After brief farewell, Stone Wall left to take care of some other business matters. Subtle Service waited until he was before approaching the receptionist.

“So who do I make the ticket out to?” Ms Pusher asked.

“Subtle Service is fine.” The stallion replied. “Listen, I forgot to ask Stone Wall. Has he got any open slots in the next few days? I want to book an appointment for one of my clients.”

“I’ll check.” Ms Pusher opened the planner. While she scanned through it, Subtle saw what he needed to:

Covered Bridge 3 pm to 4:30 pm

“Sorry Sir, Mr Wall is full this entire week.”

“That’s alright. Now that I think about my client’s schedule might be quite full for the next few days as well.”


“Well, the tour was about what I expected.” Filthy said that evening as he was finally able to get out of costume. “They tried to wow me without giving too much away. But I was able to play a little hot or cold with them.”

“Hot or cold?” Heavy asked as he looked up from the rigging that Cheerilee had asked him to work on.

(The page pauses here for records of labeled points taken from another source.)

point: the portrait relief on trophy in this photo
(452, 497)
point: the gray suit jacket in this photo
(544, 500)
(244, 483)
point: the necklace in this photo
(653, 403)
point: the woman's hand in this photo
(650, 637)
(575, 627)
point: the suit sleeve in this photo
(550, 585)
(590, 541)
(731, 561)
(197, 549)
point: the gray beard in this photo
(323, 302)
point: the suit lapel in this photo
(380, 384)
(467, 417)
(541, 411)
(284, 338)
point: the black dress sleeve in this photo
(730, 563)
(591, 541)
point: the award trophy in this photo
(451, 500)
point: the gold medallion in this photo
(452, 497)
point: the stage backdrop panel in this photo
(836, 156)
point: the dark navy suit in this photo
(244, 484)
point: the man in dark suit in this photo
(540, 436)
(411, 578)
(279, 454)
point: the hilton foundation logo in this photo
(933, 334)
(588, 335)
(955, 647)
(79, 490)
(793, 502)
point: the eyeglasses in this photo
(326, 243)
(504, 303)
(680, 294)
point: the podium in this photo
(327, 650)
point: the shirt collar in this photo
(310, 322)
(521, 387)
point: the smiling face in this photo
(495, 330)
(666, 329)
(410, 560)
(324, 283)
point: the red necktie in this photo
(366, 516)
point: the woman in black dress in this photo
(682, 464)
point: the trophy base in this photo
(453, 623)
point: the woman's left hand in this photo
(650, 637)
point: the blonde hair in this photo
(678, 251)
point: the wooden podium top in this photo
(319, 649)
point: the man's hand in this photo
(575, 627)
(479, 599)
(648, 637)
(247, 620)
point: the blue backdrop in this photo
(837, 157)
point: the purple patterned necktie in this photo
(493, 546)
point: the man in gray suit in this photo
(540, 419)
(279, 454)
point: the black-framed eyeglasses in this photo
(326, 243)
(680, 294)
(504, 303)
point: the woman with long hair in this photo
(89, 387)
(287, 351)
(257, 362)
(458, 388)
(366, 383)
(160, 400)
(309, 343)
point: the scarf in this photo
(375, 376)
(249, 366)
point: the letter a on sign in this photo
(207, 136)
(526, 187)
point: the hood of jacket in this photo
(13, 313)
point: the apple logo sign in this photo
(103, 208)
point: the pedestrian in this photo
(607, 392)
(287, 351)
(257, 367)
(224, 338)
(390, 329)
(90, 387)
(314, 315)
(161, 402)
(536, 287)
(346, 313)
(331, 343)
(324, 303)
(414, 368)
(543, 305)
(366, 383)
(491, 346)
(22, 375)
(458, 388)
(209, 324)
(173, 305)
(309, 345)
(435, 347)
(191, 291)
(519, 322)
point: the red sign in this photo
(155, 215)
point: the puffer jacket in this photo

“Like the children’s game.” The business stallion explained. “Basically I would occasionally try to head in a different direction and the faster they steer me away, the closer I know I am to something juicy.” He glanced over the blueprints Notary had acquired from Town Hall. He pointed to a section of the office spaces. “There may be something worthwhile but my money’s on his office, he seems too much like the type of pony who likes to keep things close.”

Notary looked at where Filthy was pointing. “Stone Wall wouldn’t store anything highly illicit in the office space but that may be where he’d keep the sensitive files. I need to get in there.”

“That may be a problem.” Cheerilee answered. “I can get into the office to but there isn’t enough time for me to get anyone else in with me. The best I can do is open the door for you from the inside.”

Notary shrugged. “Alright, front door it is.”

“Easier said than done.” Filthy countered. “I saw the receptionist in action. She won’t let anyone past without a pass, an appointment in her book or if you’re escorted by someone with a pass.”

“There’s not enough time to fake or steal a pass.” Notary surmised. “We’ll need to distract her to give me an opening.”

“Alright,” Big Mac said. “How?”

Notary paused as she gave the farmer an appraising look. “I think I have an idea.”